For more than a decade, I spent time in scholarly research, exploring the history of various societies that have encouraged self-improvement, self-responsibility, and spiritual development. Most of the societies I explored have a history going back at least a century, with most being more than two or three-hundred years old. These include the Freemasons, Rosicrucians, and Zuzimites, as well as non-Western societies, such as the Sufis.
My writing has been published in the academic Journal of Indo-European Studies, favorably reviewed in the academic journal Correspondences, and has been cited in books published by Oxford Univerity Press and De Gruyter.
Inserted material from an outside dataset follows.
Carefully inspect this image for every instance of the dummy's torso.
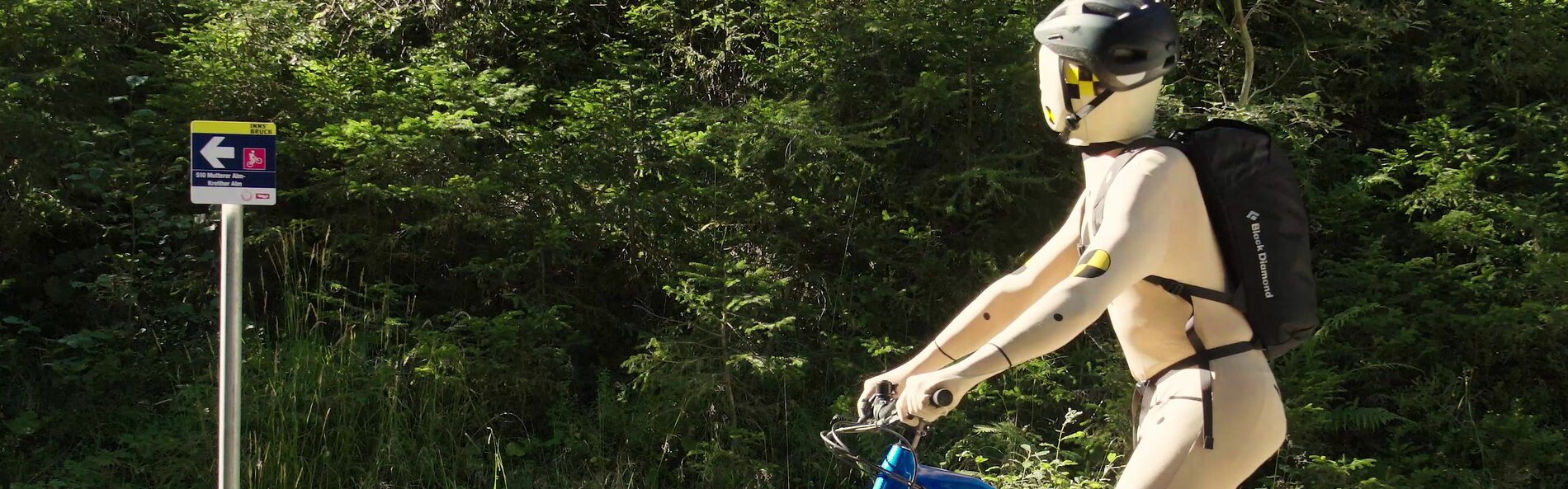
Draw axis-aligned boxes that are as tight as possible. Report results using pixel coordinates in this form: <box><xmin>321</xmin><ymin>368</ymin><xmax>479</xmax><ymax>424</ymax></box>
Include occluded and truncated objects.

Note: The books below are purely historical studies and do not give any practical lessons.
The Crescent and The Compass: Islam, Freemasonry, Esotericism, and Revolution in The Modern Age (Torazzi Press, 2017 — previously published by Numen Books, Australia, 2015)
The Crescent and the Compass explores numerous previously unknown connections between Muslim intellectuals and Western spiritual practitioners from approximately 1850 to the middle of the twentieth century.
Praise for The Crescent And The Compass:
“A Pioneering study” — Andrei Znamenski, author of Red Shambhala: Prophecy, and Geopolitics in the Heart of Asia.
“A highly significant work.” — New Dawn magazine.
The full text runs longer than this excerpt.